現地のガイドと共に、彼女はジャングルの中を何時間も歩き続けた。
道はぬかるんでおり、虫の鳴き声と鳥のさえずりしか聞こえない。
「本当にここに人が住んでいるの?」と彼女はガイドに尋ねた。ジャングルの中に人の存在を感じさせる痕跡はどこにもなかった。
「彼らはこの森と共に生きている。森が彼らの家であり、生活そのものだ」とガイドは答えた。
ついに、彼らの村に到着した。
簡素な家々が木々の間に点在し、子どもたちが裸足で走り回っている。
彼らはあゆみを好奇心いっぱいに見つめた。
あゆみもまた、彼らに強い興味を抱いた。
この村の人々は、外の世界とは全く異なる文化や価値観を持っていた。
彼らの生活は、自然と調和している。
自給自足で食べ物を得て、薬草を使って病気を治す。
彼らの知識は何世代にもわたって受け継がれてきたものだった。
あゆみはこの体験に感動し、それ以降、世界中の先住民族を訪ねる旅に没頭するようになった。
彼女は、ただ観光で訪れるのではなく、彼らの文化に深く触れ、彼らの物語を聞くことに興味を持っていた。
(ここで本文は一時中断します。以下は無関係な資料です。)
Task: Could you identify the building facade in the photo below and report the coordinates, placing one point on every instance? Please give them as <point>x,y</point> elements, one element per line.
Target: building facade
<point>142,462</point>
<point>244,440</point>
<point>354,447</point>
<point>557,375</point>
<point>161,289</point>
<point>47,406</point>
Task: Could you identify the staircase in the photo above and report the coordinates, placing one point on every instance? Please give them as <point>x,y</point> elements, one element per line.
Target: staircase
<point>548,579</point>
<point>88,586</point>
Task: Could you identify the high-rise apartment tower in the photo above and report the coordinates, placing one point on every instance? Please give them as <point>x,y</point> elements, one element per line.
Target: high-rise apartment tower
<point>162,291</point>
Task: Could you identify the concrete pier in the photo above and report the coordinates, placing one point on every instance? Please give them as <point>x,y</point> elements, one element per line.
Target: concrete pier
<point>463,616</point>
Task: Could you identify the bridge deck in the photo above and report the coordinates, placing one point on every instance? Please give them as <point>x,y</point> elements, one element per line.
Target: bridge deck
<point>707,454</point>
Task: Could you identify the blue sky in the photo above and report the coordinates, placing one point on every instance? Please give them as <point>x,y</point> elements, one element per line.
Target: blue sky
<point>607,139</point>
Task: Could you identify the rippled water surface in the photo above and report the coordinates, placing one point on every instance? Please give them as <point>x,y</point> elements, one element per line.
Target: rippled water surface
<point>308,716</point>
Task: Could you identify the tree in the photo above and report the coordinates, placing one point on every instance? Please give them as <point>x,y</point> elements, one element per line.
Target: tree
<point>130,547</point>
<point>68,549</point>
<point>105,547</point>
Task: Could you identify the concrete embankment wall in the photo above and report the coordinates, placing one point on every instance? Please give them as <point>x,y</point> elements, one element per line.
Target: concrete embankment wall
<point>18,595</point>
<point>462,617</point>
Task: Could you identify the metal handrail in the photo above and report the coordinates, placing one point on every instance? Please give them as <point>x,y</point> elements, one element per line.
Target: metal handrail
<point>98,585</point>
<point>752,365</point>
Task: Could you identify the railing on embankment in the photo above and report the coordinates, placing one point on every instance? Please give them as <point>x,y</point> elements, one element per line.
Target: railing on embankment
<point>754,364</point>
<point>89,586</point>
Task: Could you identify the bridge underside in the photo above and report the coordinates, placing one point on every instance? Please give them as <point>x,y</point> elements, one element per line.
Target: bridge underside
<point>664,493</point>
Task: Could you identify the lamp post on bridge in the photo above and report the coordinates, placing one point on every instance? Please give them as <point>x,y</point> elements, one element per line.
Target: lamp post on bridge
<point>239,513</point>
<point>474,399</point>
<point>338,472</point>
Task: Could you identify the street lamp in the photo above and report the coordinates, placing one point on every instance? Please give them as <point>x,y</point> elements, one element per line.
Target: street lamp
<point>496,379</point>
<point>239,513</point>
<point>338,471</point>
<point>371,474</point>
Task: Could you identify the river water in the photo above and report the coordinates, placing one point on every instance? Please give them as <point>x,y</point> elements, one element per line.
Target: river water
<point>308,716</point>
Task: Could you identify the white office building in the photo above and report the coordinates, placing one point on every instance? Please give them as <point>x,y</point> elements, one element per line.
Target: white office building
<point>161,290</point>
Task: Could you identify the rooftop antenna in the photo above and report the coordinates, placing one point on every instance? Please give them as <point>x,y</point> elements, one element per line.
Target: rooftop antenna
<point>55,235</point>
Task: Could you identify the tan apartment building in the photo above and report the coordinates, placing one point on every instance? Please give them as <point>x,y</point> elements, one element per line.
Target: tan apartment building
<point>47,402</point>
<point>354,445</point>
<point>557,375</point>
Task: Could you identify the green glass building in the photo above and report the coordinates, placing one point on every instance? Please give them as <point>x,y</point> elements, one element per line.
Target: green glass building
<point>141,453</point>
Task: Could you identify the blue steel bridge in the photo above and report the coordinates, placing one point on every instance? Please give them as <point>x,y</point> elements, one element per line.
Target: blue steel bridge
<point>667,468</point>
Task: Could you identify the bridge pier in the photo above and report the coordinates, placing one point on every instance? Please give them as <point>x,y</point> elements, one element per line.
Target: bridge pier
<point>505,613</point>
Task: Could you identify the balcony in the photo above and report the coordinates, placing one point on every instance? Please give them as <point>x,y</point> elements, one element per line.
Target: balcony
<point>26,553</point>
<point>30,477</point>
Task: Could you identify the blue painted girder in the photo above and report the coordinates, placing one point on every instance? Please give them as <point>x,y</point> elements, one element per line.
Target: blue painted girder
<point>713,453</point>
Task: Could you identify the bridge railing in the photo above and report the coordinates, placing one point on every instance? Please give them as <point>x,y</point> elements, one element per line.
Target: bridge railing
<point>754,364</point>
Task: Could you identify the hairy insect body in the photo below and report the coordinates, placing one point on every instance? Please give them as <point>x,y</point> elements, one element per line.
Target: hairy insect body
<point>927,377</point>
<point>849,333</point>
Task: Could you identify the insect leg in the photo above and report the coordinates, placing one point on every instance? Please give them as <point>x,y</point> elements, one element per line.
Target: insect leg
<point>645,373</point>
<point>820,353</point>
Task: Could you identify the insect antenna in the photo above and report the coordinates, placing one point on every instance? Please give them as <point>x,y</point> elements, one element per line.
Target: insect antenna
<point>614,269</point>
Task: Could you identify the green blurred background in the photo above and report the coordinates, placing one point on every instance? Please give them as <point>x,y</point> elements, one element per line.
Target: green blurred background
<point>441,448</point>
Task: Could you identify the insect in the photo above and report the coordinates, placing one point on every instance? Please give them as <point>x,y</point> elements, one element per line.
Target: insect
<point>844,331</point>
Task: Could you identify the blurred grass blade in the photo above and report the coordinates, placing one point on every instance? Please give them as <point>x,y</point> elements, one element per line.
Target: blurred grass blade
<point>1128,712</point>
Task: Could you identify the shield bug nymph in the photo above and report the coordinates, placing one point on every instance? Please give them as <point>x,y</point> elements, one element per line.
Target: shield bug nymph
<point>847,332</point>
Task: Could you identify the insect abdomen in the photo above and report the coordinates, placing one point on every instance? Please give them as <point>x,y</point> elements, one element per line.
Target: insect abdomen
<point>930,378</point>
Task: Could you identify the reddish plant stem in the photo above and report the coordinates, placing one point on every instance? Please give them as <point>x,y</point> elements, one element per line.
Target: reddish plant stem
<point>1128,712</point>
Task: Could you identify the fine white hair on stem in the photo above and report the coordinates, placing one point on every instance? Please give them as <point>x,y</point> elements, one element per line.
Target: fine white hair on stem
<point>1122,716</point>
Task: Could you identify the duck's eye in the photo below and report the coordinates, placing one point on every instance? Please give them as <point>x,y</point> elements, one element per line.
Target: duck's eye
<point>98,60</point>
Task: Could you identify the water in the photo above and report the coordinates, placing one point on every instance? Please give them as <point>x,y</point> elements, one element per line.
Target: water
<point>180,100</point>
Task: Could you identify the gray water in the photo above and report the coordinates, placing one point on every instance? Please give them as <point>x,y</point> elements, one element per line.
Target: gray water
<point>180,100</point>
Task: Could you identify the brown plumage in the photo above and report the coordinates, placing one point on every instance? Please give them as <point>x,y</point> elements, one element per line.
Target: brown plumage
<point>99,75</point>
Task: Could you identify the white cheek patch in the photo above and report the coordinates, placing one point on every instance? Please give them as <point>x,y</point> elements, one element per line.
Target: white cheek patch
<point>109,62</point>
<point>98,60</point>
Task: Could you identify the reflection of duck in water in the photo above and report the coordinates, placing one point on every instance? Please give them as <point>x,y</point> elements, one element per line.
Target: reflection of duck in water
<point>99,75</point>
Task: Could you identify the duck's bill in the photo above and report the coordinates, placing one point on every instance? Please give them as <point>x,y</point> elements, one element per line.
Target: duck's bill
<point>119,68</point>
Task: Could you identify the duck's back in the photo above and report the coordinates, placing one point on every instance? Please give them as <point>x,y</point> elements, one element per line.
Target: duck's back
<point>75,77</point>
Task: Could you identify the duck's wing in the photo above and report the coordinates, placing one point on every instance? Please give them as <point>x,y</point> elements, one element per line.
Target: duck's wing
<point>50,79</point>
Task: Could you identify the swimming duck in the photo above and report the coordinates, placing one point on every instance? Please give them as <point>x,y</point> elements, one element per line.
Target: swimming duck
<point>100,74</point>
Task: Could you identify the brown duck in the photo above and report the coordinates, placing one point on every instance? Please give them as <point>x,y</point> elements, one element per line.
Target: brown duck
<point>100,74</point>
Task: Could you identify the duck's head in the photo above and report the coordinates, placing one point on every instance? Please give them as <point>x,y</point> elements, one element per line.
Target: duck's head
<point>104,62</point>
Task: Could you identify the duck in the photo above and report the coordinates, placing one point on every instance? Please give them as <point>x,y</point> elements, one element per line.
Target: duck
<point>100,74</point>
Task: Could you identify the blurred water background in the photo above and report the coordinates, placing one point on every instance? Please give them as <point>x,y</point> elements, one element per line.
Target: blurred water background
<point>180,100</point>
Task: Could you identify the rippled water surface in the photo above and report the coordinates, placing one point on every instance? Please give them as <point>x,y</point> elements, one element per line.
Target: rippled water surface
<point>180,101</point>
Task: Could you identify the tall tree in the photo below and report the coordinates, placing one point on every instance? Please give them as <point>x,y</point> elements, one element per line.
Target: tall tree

次にあゆみが訪れたのは、オーストラリアのアボリジニだった。
広大な赤い大地が広がる中、彼らは何千年もこの土地で生活をしてきた。
彼女が出会ったエルダー(長老)は、土地に根ざした伝統的な物語を語り始めた。
「私たちは、この大地と共に生きてきた。
私たちの物語は、この石や木、風の中にある。
すべてはつながっているんだ」とエルダーは言った。
あゆみは、この言葉に心を打たれた。
彼女は、どの先住民族も自然との強い絆を持っていることに気づいた。
現代の文明が発展する前から、彼らは地球のリズムに合わせて生活してきたのだ。
彼女が次に足を運んだのは、アメリカのナバホ族だった。
彼らの暮らす砂漠地帯は過酷だったが、その中で彼らは強い誇りを持って生きていた。
ナバホ族の家族と時間を共に過ごし、あゆみは彼らの織物や伝統的な音楽に触れた。
彼らの歌は、自然の力と祖先への敬意を表すものだった。
「私たちの文化は変わらざるものではない。しかし、私たちはその変化を受け入れ、同時に大切なものを守り続けている」と、村の長老は語った。
あゆみは、この言葉に自分自身を重ねた。
自分もまた、旅を通じて変わり続けているが、その中で大切なものを見失わないようにしているのだ、と。
彼女の最後の旅先は、アジアの山岳地帯に住むカレン族だった。
険しい山道を何時間も歩き、ようやく村にたどり着いたあゆみを、カレン族の女性たちは温かく迎え入れた。
彼女たちは、独自の織物技術を代々受け継いでおり、彼女もその一端に触れることができた。
「この布は、私たちの歴史を語っている。模様には、それぞれ意味があり、私たちの祖先の物語が込められている」と女性たちは語った。
あゆみは、この繊細な手仕事に深い感銘を受けた。
カレン族もまた、自分たちの文化や伝統を誇りに思い、それを未来へと伝えていくことを大切にしている。
こうして、あゆみの旅は続いていった。
彼女は、訪れた先々で多くのことを学んだ。
それは、単なる知識ではなく、感覚や感情として彼女の心に刻まれていた。
彼女が出会った先住民族たちは、すべて異なる文化や価値観を持ちながらも、共通していたのは「つながり」だった。
自然とのつながり、祖先とのつながり、そして未来へとつなげるための知恵。
あゆみは、これからも旅を続けるだろう。
先住民族たちのもとを訪ね、彼らの文化に触れ、彼女自身の世界を広げていく。
その旅路の中で、彼女はきっと、自分自身とのつながりも深めていくに違いない。